You can even make a one-liner out of it:

cmpFiles a b = liftM2 (==) (readFile a) (readFile b)

This one is actually equivalent to Reid Barton's solution. Equivalent is not a weasel word here, if you take the definition of liftM2 from hackage

liftM2 f m1 m2 = do { x1 <- m1; x2 <- m2; return (f x1 x2) }

and insert (==) and the readFiles you are there immediately.

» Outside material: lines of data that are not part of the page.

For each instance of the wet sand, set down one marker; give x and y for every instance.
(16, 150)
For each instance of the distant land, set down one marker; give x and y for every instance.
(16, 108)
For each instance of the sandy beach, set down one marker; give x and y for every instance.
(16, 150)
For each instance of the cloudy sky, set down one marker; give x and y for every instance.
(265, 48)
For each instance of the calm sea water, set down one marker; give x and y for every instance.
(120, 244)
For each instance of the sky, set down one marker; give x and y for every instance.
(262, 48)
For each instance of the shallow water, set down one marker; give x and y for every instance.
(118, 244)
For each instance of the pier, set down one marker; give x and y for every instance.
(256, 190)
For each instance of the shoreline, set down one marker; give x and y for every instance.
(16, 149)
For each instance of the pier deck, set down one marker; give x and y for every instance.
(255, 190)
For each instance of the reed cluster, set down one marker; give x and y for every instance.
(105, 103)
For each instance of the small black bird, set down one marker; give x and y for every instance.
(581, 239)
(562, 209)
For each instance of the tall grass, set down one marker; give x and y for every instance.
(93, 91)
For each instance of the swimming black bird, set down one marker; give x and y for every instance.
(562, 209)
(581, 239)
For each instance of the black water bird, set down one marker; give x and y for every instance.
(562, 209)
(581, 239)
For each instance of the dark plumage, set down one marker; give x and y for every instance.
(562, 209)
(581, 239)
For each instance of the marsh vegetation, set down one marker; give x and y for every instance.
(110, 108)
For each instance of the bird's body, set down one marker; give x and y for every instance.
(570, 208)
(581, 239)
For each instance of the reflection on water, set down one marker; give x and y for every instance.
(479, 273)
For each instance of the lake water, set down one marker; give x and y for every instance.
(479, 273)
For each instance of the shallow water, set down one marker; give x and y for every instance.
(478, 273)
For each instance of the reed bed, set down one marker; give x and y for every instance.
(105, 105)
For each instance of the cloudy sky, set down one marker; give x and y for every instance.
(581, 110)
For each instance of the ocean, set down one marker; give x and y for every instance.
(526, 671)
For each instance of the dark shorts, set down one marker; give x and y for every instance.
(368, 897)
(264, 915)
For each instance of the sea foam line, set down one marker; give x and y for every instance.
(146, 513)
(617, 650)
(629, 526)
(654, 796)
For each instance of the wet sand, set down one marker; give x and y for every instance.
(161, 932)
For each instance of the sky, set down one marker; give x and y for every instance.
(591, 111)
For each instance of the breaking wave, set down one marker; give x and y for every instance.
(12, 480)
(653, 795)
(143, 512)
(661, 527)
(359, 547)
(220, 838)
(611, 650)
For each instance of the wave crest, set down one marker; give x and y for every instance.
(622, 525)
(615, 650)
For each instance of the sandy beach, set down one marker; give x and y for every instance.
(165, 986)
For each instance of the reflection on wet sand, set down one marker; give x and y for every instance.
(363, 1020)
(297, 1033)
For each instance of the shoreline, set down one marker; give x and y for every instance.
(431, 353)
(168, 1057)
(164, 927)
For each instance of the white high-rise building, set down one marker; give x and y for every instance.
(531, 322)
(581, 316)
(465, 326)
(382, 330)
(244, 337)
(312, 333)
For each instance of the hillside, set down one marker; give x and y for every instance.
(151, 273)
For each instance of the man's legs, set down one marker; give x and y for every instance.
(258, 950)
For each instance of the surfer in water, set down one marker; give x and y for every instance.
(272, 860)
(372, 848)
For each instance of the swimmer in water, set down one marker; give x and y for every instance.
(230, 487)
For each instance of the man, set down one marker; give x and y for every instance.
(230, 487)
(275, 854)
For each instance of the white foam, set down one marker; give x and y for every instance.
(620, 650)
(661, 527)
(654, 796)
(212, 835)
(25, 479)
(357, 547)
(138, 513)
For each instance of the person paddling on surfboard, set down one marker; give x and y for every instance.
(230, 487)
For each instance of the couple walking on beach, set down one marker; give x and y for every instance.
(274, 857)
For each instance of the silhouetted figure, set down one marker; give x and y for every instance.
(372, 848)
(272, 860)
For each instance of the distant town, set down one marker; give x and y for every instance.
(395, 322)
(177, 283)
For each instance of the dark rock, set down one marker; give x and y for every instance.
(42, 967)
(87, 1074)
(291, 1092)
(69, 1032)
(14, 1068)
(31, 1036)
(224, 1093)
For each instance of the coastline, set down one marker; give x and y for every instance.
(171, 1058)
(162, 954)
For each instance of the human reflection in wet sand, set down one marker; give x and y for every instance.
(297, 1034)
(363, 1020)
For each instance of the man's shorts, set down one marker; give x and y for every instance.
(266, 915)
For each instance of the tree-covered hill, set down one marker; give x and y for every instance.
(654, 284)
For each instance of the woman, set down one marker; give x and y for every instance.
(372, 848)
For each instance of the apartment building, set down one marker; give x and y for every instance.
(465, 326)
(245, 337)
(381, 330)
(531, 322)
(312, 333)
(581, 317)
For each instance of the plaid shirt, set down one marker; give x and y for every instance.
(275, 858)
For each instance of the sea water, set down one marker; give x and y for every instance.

Laziness is your friend in haskell. The documentation of readFile states that the input is read lazily, i.e. only on demand. == is lazy, too. Thus the entire liftM22 ... reads the files only until it finds a difference.

Franky
  • 2,339
  • 2
  • 18
  • 27
  • Laziness is your friend -- but the important part of this solution isn't laziness, it's the badly-named lazy IO. Lazy IO is your friend, too, [but only sometimes](http://stackoverflow.com/a/6669453/791604). – Daniel Wagner May 20 '16 at 20:37
  • I digged into the code of (==) and it does seem to be comparing chunk of bytes, so I guess it is lazy indeed and therefore my worries of the operation to be loading the entire file before comparing were not correct. – And Pos May 31 '16 at 19:21
0
cmpFiles a b = (==) <$> readFile a <*> readFile b